Can hunt tourists help save wildlife?
GRAHAM BOYNTON’S article The Cruellest Irony (Mail) was a breath of fresh air in the toxic anti-hunting debate. As a hunter and conservationist – most of us are both – it has been frustrating to see the campaign against trophy hunting. Hunting bans are detrimental to wildlife, habitat and local livelihoods. The anti-hunting campaign ignores the voices of independent scientists, conservation professionals and African community leaders. The truth is no species is threatened by regulated trophy hunting. But it seems practical nature conservation results are not as important as the emotions of animal rights campaigners, celebrities and politicians. The discussion is about their feelings over the perceived moral standards of hunters, not about saving habitats, ecosystems and species. The views of conservation scientists, African nature authorities and the affected communities are ignored or dismissed.

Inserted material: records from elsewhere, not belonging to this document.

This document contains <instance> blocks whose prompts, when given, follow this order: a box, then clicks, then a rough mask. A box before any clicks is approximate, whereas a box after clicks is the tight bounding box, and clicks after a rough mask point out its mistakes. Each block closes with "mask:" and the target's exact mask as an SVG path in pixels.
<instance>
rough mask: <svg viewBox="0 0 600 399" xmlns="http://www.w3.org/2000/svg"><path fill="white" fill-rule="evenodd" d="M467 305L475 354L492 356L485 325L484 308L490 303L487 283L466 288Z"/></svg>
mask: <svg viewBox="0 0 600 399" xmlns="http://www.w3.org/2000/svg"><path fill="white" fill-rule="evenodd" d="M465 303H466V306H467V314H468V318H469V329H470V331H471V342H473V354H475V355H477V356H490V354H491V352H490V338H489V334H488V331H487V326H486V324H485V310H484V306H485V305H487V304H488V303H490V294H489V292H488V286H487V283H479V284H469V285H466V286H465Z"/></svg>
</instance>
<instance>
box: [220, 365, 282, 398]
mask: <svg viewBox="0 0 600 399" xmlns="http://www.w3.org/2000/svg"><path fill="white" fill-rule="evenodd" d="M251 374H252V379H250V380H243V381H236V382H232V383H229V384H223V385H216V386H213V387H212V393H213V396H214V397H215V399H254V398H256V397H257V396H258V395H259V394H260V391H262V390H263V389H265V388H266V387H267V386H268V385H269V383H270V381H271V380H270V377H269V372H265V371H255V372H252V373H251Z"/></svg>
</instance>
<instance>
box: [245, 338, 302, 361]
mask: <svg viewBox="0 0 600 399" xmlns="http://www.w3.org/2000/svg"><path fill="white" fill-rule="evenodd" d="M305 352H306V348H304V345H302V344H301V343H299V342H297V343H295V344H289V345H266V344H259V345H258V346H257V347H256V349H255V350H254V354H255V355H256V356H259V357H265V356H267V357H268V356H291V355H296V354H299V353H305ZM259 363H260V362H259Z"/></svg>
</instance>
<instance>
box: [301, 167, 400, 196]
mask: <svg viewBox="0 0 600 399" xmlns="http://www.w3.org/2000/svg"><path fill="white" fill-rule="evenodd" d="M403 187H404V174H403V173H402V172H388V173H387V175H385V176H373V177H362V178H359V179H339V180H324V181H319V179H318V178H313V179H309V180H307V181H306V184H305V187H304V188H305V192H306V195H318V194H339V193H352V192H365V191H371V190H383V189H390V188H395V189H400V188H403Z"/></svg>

Hunting tourism often is an efficient tool in the nature conservation toolbox. The International Union for Conservation of Nature, the World Wildlife Fund and many other conservation bodies without ties to the hunting industry support that claim. Even Sir David Attenborough has referred to trophy hunters in the empire era as pioneer conservationists. It is time for a fact-based debate and everyone needs to get their priorities straight. The question we must ask campaigners is: do you hate hunters more than you love wildlife?
JENS ULRIK HOGH, Nordic Safari Club, Sweden.
THE claim that trophy hunting helps conservation is preposterous. True conservationists work to keep animals alive. Hunters slaughter wildlife for cheap thrills, targeting the largest, strongest animals, knowing this can devastate family groups. As for the argument these cruel activities help local economies, the hunting industry ignores the fact non-lethal wildlife photography safaris bring in much more revenue than trophy hunting. The independent Economists At Large group studied tourism revenue in several African nations to determine if animals are worth more to them alive or dead. They found trophy hunting revenue was only 1.8 per cent of tourism revenues. Most of the money trophy hunters spend goes to the outfits they hire, not the local economy. Tourism for photography creates stable, well-paying jobs, puts money into local economies and provides the incentive to protect threatened species. Targeted animals ask for nothing out of life but the chance to live it. Yet they endure an often prolonged and painful death at the hands of hunters before their body parts are boxed up and mounted on walls as trophies. Boris Johnson can take a stand against the senseless killing by finally bringing forward the promised legislation to ban these imports into Britain. Until then, our country will remain complicit in the slaughter of elephants, lions and other magnificent species.